Materials and methods: A 1.0 L sealed glass vessel was fabricated containing the items as depicted in Fig. 3. Two 5 cm × 0:6 cm diameter W rods were positioned transversely 2 mm apart in the top of the reaction vessel with two insulated leads connecting the W rods to a 20 A constant-current transformer (Lambda-EMI 102A-1KV, Neptune, NJ). Ten grams of MicroclusterJ silica was placed on the stage inside the vessel with 100 ml of distilled and deionized water added to the basin.

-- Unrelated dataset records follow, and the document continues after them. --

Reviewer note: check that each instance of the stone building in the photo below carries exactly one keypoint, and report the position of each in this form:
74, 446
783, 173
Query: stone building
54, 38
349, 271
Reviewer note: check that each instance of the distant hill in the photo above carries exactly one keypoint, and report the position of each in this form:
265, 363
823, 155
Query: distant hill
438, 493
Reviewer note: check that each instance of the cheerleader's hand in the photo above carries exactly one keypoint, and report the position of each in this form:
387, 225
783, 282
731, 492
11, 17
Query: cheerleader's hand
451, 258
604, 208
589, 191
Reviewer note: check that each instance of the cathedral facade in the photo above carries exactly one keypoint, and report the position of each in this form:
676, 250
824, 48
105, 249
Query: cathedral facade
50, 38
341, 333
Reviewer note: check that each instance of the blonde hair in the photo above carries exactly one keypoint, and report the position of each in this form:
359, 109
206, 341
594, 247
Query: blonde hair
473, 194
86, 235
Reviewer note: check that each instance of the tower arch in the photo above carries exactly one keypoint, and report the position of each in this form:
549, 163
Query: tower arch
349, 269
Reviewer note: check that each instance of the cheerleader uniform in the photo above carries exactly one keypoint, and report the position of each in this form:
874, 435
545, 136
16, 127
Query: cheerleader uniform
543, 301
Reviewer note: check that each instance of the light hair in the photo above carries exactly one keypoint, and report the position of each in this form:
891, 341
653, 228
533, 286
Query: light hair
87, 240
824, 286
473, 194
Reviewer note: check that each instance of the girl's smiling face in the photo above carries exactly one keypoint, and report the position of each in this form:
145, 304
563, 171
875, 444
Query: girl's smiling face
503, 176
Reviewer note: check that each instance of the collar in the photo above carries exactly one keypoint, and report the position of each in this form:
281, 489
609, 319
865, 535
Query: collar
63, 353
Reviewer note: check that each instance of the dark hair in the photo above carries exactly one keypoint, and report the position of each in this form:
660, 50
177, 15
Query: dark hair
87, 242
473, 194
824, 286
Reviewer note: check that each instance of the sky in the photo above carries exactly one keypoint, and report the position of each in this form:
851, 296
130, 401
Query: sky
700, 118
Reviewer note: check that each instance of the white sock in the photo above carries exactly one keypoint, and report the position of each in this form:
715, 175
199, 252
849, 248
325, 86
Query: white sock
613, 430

A steady stream of hydrogen gas was bubbled through an aquarium stone in water and introduced to the reaction vessel, purging all of the air from the vessel and increasing pressure to 172 kPa at which time the vessel was sealed. A 500 V potential was applied to the W rods. At voltages ranging from 350 to 750 V, a constant arc could be maintained between the electrodes without melting. The potential was applied for 30 seconds at which time the current was shut off  and additional hydrogen was pumped into the vessel creating a captive plasma. The sample was allowed to sit in the plasma for 30 minutes at which time the silica sample was removed and weighed with an analytical balance.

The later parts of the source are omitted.